C’è tuttavia un punto che l’analisi di Denning trascura: almeno alcune di queste aziende (penso ad Apple e a Google per esempio) devono la loro reddittività anche a pratiche di elusione fiscale illegali o al limite del legale: il forte richiamo ad una etica del business non retoricamente declamata ma coerentemente perseguita ritengo invece debba costituire un riferimento fondamentale, se non vogliamo che la nuova era del management faccia rapidamente la fine della vecchia.

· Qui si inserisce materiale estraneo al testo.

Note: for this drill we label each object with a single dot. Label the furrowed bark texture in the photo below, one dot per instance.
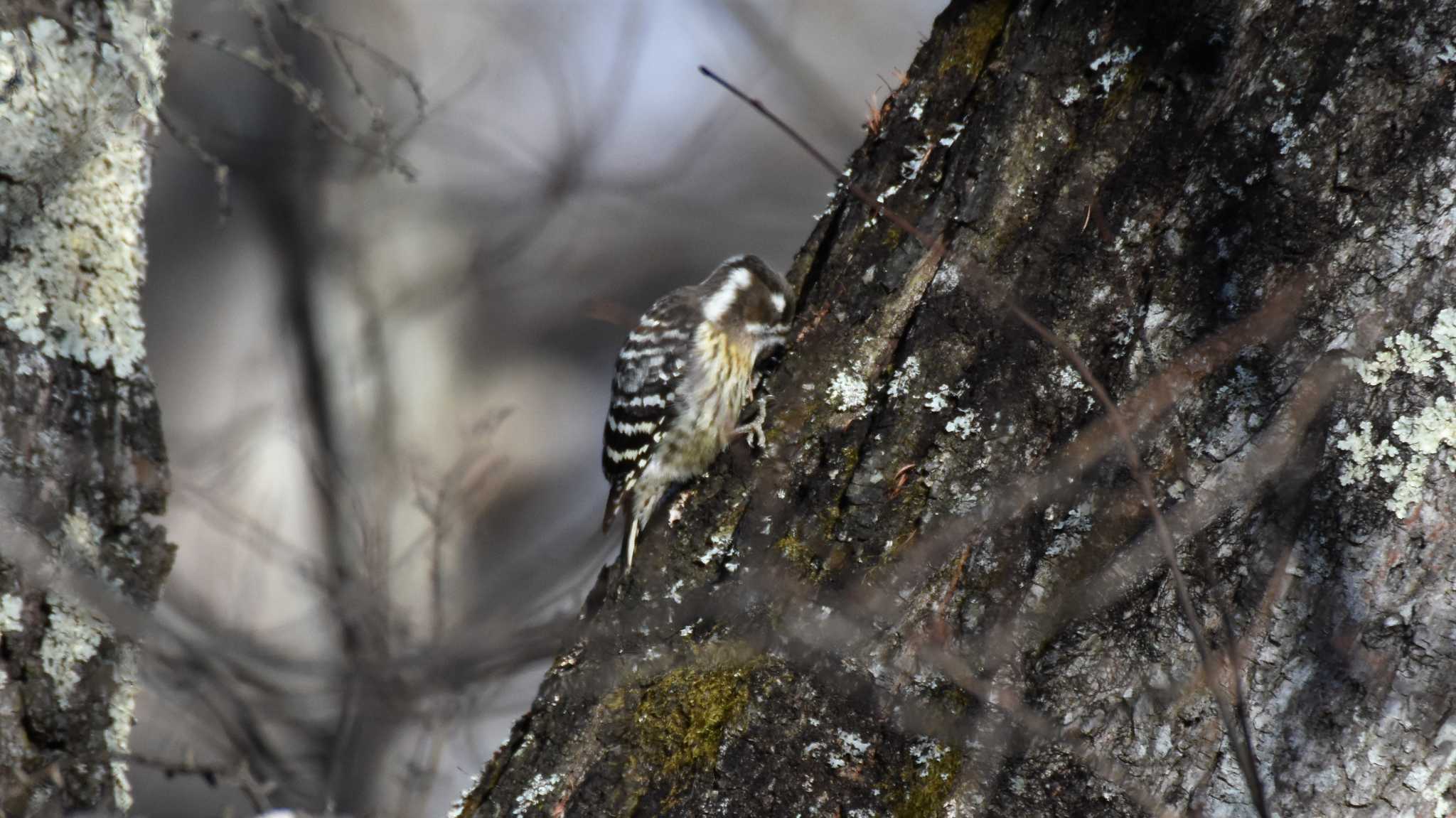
(1241, 215)
(85, 469)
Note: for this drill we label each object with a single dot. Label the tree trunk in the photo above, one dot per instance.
(82, 441)
(939, 591)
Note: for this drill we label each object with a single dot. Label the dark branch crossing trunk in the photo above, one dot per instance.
(938, 591)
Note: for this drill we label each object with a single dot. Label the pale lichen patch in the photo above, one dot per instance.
(847, 392)
(70, 283)
(123, 715)
(11, 608)
(72, 640)
(1428, 437)
(82, 537)
(907, 373)
(535, 792)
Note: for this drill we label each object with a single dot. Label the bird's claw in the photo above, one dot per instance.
(753, 431)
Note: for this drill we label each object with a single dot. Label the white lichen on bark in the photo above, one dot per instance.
(79, 92)
(77, 108)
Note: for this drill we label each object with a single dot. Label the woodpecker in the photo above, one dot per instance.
(683, 379)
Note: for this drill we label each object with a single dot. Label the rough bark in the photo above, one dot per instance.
(82, 456)
(1241, 215)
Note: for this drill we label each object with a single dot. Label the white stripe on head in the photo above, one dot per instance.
(717, 306)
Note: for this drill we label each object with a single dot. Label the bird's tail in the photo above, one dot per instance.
(629, 542)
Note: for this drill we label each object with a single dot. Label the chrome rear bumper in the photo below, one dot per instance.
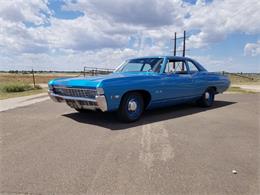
(80, 102)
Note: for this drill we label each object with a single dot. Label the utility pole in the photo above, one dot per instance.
(174, 52)
(184, 37)
(175, 44)
(33, 78)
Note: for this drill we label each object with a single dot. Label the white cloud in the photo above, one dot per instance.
(35, 11)
(215, 21)
(252, 49)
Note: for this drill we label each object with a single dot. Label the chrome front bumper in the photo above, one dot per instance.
(81, 103)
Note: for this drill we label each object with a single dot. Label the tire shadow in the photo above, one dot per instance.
(109, 119)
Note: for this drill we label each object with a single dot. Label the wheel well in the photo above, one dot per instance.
(145, 94)
(214, 88)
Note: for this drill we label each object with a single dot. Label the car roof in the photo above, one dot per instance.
(170, 57)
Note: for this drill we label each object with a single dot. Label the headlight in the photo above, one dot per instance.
(100, 91)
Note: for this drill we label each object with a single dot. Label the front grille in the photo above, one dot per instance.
(75, 104)
(75, 92)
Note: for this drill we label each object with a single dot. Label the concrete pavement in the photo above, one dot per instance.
(48, 148)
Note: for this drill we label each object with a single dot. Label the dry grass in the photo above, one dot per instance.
(242, 80)
(233, 89)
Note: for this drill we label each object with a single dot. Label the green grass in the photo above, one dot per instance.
(9, 90)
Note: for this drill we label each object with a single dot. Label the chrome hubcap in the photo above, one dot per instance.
(132, 106)
(207, 95)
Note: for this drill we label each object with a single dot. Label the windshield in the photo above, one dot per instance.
(141, 65)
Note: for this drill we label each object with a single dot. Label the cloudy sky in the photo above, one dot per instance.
(70, 34)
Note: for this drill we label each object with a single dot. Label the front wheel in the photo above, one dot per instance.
(207, 99)
(131, 107)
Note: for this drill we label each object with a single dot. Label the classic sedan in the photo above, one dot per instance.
(139, 84)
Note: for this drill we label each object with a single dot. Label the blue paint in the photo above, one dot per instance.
(164, 88)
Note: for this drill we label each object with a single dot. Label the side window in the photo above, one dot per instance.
(177, 67)
(193, 68)
(147, 67)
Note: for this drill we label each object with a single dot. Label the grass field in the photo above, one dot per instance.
(43, 78)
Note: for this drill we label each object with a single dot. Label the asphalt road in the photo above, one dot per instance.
(48, 148)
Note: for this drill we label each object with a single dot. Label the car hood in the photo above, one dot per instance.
(96, 81)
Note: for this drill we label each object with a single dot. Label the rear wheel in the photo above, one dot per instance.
(131, 107)
(207, 98)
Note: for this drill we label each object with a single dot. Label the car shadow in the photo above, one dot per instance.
(109, 119)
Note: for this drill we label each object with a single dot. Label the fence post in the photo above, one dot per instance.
(33, 78)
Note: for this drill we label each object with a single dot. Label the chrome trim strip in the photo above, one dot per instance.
(72, 98)
(73, 88)
(100, 100)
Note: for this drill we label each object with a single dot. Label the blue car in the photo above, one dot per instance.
(139, 84)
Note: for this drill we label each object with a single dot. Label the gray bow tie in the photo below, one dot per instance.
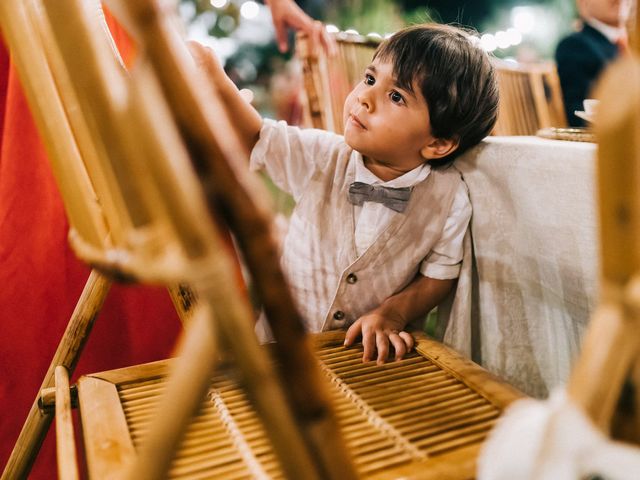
(394, 198)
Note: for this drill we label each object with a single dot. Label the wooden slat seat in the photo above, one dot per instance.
(402, 416)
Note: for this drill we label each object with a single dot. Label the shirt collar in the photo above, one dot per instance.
(612, 33)
(409, 179)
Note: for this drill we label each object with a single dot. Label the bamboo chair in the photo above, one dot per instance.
(423, 417)
(328, 81)
(148, 247)
(530, 98)
(610, 354)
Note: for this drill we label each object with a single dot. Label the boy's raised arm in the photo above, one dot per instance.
(246, 120)
(385, 324)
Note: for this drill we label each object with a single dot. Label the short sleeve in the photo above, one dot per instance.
(444, 260)
(290, 155)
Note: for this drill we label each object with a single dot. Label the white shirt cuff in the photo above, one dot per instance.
(440, 272)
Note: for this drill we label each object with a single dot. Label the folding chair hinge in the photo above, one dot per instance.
(47, 400)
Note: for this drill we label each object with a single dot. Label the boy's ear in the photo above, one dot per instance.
(438, 148)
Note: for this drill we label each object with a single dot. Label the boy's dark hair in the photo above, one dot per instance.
(456, 79)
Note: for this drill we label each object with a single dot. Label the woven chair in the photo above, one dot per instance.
(221, 409)
(530, 98)
(595, 410)
(328, 80)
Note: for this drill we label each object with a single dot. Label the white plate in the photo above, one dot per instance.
(584, 115)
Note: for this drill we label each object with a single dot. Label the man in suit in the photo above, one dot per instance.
(582, 55)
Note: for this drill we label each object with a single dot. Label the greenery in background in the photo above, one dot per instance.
(365, 16)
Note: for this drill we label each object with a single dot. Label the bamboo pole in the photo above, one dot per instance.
(35, 427)
(66, 448)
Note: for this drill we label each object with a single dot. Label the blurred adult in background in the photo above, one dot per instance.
(583, 55)
(287, 15)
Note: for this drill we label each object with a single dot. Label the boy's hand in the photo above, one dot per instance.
(378, 331)
(205, 59)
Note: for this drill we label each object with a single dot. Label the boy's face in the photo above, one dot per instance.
(388, 125)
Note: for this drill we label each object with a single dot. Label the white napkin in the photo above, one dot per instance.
(553, 439)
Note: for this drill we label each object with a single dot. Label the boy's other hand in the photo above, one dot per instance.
(378, 331)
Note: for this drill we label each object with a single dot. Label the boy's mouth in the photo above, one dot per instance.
(356, 121)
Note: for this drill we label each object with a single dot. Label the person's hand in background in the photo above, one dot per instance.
(287, 15)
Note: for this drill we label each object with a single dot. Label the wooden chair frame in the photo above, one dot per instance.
(149, 222)
(152, 170)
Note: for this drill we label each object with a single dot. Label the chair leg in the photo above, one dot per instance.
(66, 449)
(37, 424)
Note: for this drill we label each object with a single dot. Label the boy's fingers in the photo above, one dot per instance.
(382, 343)
(398, 345)
(281, 36)
(369, 344)
(408, 340)
(352, 333)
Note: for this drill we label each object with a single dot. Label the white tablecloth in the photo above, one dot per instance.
(534, 230)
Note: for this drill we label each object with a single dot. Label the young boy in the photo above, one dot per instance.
(375, 240)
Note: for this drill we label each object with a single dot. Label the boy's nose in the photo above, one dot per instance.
(365, 100)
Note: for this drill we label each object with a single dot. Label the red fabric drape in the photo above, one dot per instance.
(41, 280)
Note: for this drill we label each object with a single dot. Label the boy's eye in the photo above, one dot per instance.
(396, 97)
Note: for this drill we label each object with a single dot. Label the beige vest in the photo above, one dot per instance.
(332, 286)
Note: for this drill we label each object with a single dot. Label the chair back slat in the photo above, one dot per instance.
(328, 80)
(28, 55)
(530, 98)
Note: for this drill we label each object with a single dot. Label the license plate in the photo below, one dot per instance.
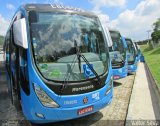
(85, 110)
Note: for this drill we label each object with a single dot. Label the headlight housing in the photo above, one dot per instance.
(44, 98)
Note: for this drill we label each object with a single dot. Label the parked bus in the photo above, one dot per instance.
(138, 51)
(57, 63)
(132, 59)
(117, 51)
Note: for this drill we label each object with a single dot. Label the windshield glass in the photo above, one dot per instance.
(131, 48)
(53, 41)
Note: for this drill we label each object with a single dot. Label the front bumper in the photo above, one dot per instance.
(61, 114)
(119, 73)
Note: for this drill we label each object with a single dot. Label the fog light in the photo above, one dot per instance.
(40, 115)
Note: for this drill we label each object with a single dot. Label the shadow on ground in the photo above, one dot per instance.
(157, 51)
(83, 121)
(116, 84)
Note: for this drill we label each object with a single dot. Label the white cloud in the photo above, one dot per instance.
(10, 6)
(112, 3)
(3, 25)
(135, 23)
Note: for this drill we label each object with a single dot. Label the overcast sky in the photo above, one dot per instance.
(131, 17)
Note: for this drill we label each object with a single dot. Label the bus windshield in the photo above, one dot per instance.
(53, 37)
(118, 46)
(131, 48)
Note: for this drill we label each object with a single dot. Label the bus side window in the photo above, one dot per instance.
(23, 71)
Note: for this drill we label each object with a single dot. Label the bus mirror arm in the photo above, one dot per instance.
(20, 33)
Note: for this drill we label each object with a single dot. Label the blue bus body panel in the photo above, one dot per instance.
(121, 72)
(31, 104)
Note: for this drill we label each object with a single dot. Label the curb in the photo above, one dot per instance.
(153, 84)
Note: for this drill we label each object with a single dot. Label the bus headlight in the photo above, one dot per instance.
(44, 98)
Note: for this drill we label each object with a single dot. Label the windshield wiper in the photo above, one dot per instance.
(79, 55)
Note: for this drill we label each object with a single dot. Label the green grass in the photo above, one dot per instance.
(152, 58)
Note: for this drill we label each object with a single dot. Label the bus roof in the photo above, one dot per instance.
(59, 8)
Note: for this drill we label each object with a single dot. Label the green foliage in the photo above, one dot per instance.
(1, 40)
(155, 35)
(152, 57)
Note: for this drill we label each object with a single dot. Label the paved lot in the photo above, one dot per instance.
(144, 98)
(114, 114)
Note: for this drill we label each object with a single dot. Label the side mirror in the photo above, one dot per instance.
(20, 33)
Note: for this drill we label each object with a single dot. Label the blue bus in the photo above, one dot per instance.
(118, 55)
(138, 51)
(132, 56)
(57, 63)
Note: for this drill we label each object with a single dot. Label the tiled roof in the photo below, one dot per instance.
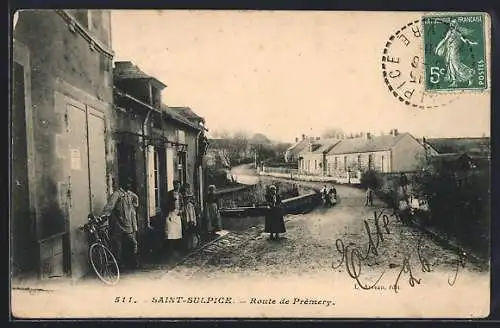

L’intelligenza collaborativa espressa dalle organizzazioni è tale se si traduce prima di tutto in una responsabile assunzione dei propri doveri nei confronti della comunità locale, nazionale e mondiale all’interno della quale possono vivere e prosperare.
Dal vantaggio competitivo sostenibile al continuo adattamento strategico
Nella emergente Economia Creativa, il vantaggio competitivo è sempre più transitorio. Come spiegato da Rita McGrath nel suo libro, The End Of Competitive Advantage (2013), un nuovo competitor vincente può venire da qualsiasi luogo in qualsiaisi momento. Non si tratta ad esempio solo di produrre surrogati a basso costo per prodotti che catturano i clienti di fascia bassa, per poi muoversi gradualmente nel settore del lusso fino a catturare i clienti di fascia alta. Interi mercati e linee di prodotto possono essere distrutti da un giorno all’altro. Per esempio, scrive Denning, quando Apple è entrata nel mercato degli smartphone nel 2007, la posizione dominante sul mercato di Nokia è stato quasi subito annichilita.
E’ interessante che Denning faccia proprio questo esempio, dimenticando però di raccontare come successivamente Nokia sia stata in grado di recuperare buona parte del terreno perduto, proprio rinnovando il proprio modello aziendale nell’ottica del Management 2.0. Lo racconta l’Amministratore Delegato di Nokia Italia Paola Cavallero, nel capitolo quarto de L’intelligenza collaborativa, descrivendo come negli ultimi tre anni Nokia abbia fatto proprio il modello della social organization.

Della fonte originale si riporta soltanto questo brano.